終幕の場面の続きがあっても良さそうだが、問題が出切った所で話を切り上げている。
「クィンテットPR」という企画会社を起業した5人の船出の日と、その7か月後の状況が描かれるが、出だしで社長が「大きな夢」を語り、威勢よく乾杯と来れば、前途多難を予感せずにいないが、場面変って七か月後、豈はからんや成功譚とは程遠い状況である。早くも内憂でガタついている。一方彼らの企画の売り込み先であるテレビ局(制作会社?)側の内部事情も描かれ、「業界」に横行しているだろう非公式な売込みやパワハラぎりぎりの駆け引きを十分想像させる場面のリアリティは、その八方塞がりに観客を鬱屈した気分に落とすが、索漠として映じていた風景に真実の水脈が見えて来る。
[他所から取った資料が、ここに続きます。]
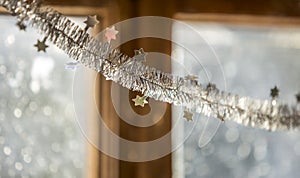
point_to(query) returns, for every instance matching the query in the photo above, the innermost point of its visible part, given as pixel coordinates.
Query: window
(253, 58)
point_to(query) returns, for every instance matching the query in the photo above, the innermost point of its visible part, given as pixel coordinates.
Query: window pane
(254, 59)
(39, 136)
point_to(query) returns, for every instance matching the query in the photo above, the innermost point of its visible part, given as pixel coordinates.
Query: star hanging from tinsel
(140, 55)
(274, 92)
(91, 22)
(41, 46)
(110, 33)
(191, 77)
(71, 65)
(188, 116)
(298, 98)
(140, 100)
(21, 26)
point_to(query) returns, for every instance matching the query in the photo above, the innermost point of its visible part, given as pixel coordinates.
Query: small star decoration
(111, 33)
(41, 46)
(191, 77)
(298, 97)
(140, 55)
(91, 22)
(71, 65)
(188, 116)
(140, 100)
(21, 26)
(274, 92)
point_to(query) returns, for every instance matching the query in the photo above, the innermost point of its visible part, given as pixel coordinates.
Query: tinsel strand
(134, 75)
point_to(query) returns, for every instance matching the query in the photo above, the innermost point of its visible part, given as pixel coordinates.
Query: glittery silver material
(134, 75)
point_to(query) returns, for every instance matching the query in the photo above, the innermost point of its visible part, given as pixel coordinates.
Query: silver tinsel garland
(134, 75)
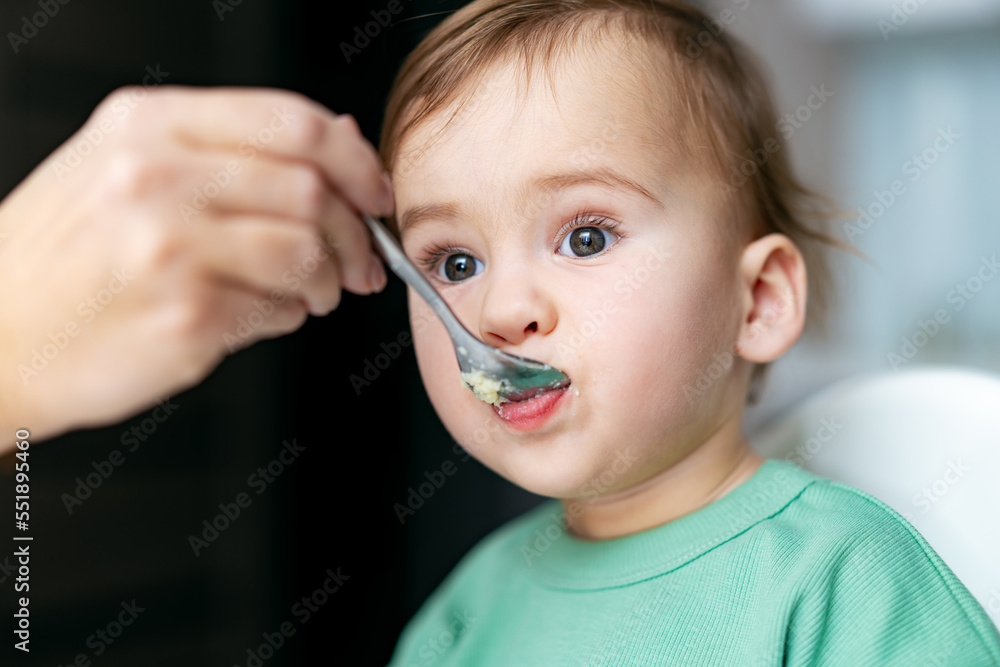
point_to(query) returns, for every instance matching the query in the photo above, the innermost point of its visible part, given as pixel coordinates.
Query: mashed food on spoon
(485, 388)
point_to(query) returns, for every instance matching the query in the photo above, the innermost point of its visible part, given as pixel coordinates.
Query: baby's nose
(513, 308)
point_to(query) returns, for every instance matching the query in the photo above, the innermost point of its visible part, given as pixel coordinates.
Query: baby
(573, 177)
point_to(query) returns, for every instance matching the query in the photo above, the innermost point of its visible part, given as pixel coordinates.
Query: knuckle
(156, 245)
(307, 129)
(134, 175)
(310, 192)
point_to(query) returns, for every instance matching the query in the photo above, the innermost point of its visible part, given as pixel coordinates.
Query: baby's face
(559, 230)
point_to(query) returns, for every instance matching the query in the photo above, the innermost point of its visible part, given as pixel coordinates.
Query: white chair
(926, 442)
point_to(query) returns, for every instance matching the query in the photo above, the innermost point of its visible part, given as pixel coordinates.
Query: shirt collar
(558, 559)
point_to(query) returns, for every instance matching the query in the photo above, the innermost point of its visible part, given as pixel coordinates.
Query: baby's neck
(709, 472)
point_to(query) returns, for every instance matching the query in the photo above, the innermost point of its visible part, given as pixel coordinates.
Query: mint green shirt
(786, 569)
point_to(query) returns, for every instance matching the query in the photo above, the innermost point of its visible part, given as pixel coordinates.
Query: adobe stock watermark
(625, 287)
(230, 512)
(590, 490)
(933, 493)
(59, 340)
(223, 7)
(30, 27)
(372, 29)
(134, 436)
(804, 452)
(915, 168)
(219, 180)
(927, 329)
(92, 137)
(302, 611)
(721, 362)
(992, 605)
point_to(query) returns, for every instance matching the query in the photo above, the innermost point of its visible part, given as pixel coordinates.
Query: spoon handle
(408, 273)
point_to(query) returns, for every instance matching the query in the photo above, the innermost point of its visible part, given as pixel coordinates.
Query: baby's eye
(587, 241)
(459, 267)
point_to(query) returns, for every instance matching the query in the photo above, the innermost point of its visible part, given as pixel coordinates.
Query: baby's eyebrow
(599, 176)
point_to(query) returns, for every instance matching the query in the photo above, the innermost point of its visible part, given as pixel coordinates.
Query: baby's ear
(773, 286)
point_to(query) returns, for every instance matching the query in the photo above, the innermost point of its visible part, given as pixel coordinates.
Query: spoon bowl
(488, 371)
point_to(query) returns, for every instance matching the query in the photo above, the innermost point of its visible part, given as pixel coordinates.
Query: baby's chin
(565, 466)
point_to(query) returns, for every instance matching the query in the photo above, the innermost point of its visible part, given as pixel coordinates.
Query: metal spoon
(519, 378)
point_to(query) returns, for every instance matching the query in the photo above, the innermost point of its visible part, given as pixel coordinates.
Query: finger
(283, 124)
(248, 319)
(272, 257)
(271, 187)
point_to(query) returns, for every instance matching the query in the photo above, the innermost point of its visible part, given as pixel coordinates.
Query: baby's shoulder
(834, 531)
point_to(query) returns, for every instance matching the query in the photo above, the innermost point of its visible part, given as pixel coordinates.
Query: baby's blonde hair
(722, 103)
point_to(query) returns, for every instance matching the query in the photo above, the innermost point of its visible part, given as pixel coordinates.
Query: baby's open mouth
(525, 412)
(533, 411)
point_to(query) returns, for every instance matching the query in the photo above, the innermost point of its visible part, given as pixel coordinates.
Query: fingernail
(377, 278)
(386, 200)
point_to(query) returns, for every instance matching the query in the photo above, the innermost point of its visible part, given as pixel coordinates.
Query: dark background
(333, 507)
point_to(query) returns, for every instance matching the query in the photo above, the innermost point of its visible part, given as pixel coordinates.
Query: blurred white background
(903, 75)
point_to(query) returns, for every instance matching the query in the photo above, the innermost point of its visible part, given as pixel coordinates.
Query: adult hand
(177, 225)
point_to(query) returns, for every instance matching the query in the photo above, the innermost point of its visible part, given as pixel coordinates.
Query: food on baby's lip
(485, 388)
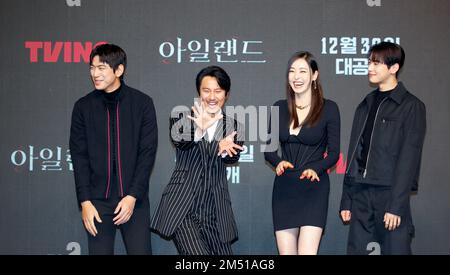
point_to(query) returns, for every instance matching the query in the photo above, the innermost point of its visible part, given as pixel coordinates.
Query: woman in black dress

しがらみが支配する業界での新規参入は、「良い企画を売り込む」だけでは立ち行かない事が素人目にも想像できるが、その通りに会社の業績が思わしくないのは、社長の「勝算」の裏付けがなく(芝居では殆ど表面に出て来ない)、社員を叱咤するしか能がない(そういう場面しか切り取られていないので)事が原因でしょ? というあたりをチクリとやりたい芝居かな、と前半「勘違い」したが、実は違った。不良がたまに良い事をすると好感度抜群、みたいに、この芝居では人の熱意や善意が蹴散らされておかしくない(視聴率至上主義の)社会の中で、筋を通そうとする人間の意志が一抹の希望を担保するのだ、という話。
巨大資本に利するための制度的足場が整えられていく(またそういう話題が報道に乗らない)日本で、私は殆ど希望を見る事ができないが、この芝居のディレクターのように視聴率を慮りながらも社会に寄与する情報を選択的に流す、という筋を通す人間が(意志が)風向きを変える事もある、人間捨てたものではない、という作者の思いは受け取れた。